Buried deep within Neil Marshall’s The Lair is a stripped-down, claustrophobic and frightening monster thriller. An intense journey of lean storytelling where tough characters clash with malevolent adversaries in dark spaces, with eruptions of gruesome violence and lacings of dark humour. Or if you like, Marshall’s previous film Dog Soldiers meets Marshall’s previous film The Descent. Unfortunately, the film that actually is The Lair is not that journey, which makes it a very frustrating watch because it is easy to see what might have been.
The Lair was the opening film of 2022’s FrightFest, a festival that also screened a new 4K release of Dog Soldiers and, back in 2005, featured The Descent. While it is reductive and simplistic to credit everything in a film to its director, it is hard to ignore the legacy of Neil Marshall, whose work always offers promise to horror fans. Yet this promise is consistently not realised, as Doomsday, Centurion, Hellboy, The Reckoning and now The Lair have failed to impress audiences as much as his first two efforts. While The Lair does feature flashes of Marshall’s skill at claustrophobia and gore, it is severely weighed down with unnecessary backstories, mechanical plotting and some truly baffling choices.
Set in 2017, we are introduced to Royal Air Force pilot Lieutenant Kate Sinclair (Charlotte Kirk, who also co-wrote the screenplay with Marshall). Shot down in Afghanistan, Sinclair takes refuge in an underground bunker, only to discover some seriously monstrous inhabitants, the tunnels and creatures echoing The Descent. Upon escaping, she reaches a joint US/UK camp occupied by a motley crew, described by Sinclair as ‘the Dirty Half-Dozen’, who echo Dog Soldiers. From here, tensions, violence and audience annoyance escalate.

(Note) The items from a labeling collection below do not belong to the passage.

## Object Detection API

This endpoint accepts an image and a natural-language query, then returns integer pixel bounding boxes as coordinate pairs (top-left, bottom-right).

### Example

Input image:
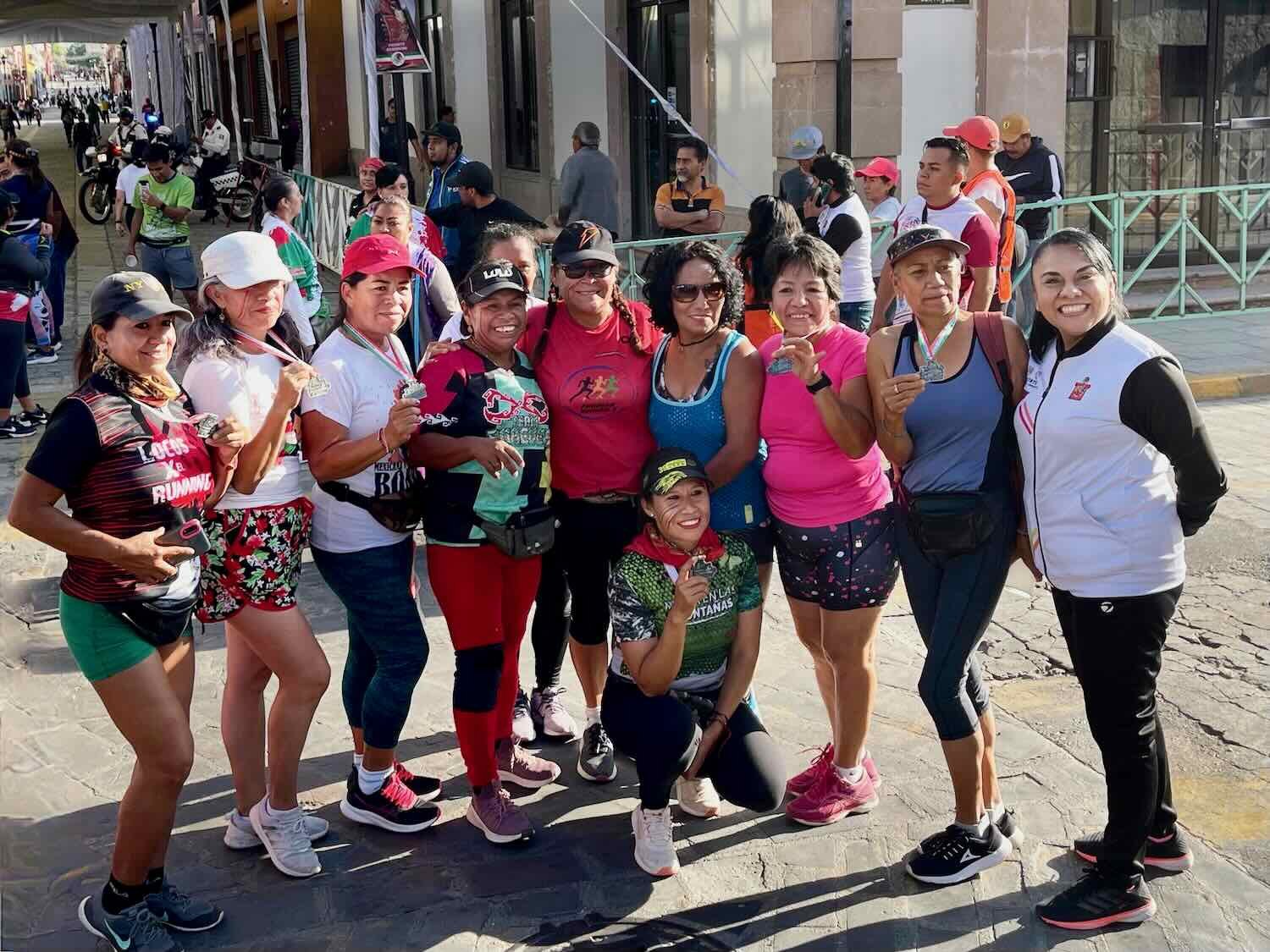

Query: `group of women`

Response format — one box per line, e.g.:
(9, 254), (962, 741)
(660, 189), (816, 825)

(10, 184), (1226, 952)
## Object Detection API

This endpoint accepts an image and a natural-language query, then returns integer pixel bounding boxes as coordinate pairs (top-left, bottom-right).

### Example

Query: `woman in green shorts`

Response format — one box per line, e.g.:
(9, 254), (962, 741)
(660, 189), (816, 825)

(9, 272), (246, 952)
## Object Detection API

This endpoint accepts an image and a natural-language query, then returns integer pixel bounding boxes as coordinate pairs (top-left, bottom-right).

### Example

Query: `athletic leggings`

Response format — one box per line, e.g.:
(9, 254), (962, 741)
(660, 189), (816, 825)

(0, 320), (30, 410)
(896, 492), (1019, 740)
(428, 542), (543, 790)
(601, 672), (789, 814)
(312, 538), (428, 751)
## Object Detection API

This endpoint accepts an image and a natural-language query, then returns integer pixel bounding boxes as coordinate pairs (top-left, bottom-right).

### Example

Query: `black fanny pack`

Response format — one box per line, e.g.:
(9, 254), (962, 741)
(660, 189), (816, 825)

(318, 482), (424, 532)
(906, 493), (997, 559)
(472, 507), (556, 559)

The film’s setting is genuinely interesting, since it works as a post-Gulf War II film that also harks back to the Cold War since the bunker dates from the Soviet occupation of Afghanistan. Had the film been made twenty years ago, it would likely relate to Vietnam, set in South East Asia or the US and referencing the strange things that went on in the jungle. Marshall and Kirk also throw in conspiracy theories about crashed UFOs, which echoes The X-Files among other cultural references.
Some of these aspects, such as human experimentation and different forms of neo-colonialism, are presented with po-faced seriousness, both from the cast and the visual style. But at other times, the film veers clumsily into almost self-parody, such as attempts at pithy wisecracks – ‘That was some fucked-up shit!’ – slo-mo shots of our tooled-up heroes that would not look out of place in a Fast and Furious film – and some frankly painful character backstories. Horror and action are often at their best with a simple plot and minimal character, because this allows for focus and therefore intensity. From low-budget affairs like Swallowed to massive blockbusters like Top Gun: Maverick, a close focus on the immediate experiences of the characters in extraordinary situations allows the viewer to engage with those characters and experience those situations. But the extraneous elements of The Lair add up to an overstuffed, overdone and ultimately unconvincing hodgepodge of generic tropes and cliches.
The character biographies are stretched to the point of caricature, from Sinclair not always behaving like a soldier to Major Roy Finch (Jamie Bamber) who seems to have been drafted in from a different film. These characterisations are made worse with ear-scraping accents and laboured dialogue, while the various backstories, including the UFO and the experience of the most interesting character – Kabir (Hadi Khanjanpour) – feel like trying to hit a multitude of points but missing all of them. While there are some half-decent action sequences, the scenes of combat resemble poor video game aesthetics as shooters suddenly run across spaces firing vaguely at the camera. The creature design offers little beyond menacing shapes with lots of teeth, and while there are some gory scenes the tonal lurches from grim to fun to humorous robbing the film of suspense. A central set piece works as a mechanical device rather than organic development, and there are some eye-rollingly leery shots of Kirk’s unnecessarily exposed body, made all the more peculiar when Kirk is both Marshall’s partner and the co-writer.
Fascinatingly, the first twenty minutes of the film could have been expanded into a feature, easily within the 96 minutes of the actual film. It is all the more frustrating that this part of the film works as a monster movie when the rest does not because of overwriting. Occasional visceral moments are spoiled by an intrusive score, all of which serve to remind the viewer again and again that less can be more. It is arguable to Marshall should not repeat his earlier efforts, but as a counterpoint, those early films worked. Marshall has become like Quentin Tarantino – cramming in too much at the cost of the simplicity that made his earlier work so effective. Fans may continue to hold out hope for a return to form, but The Lair is not it.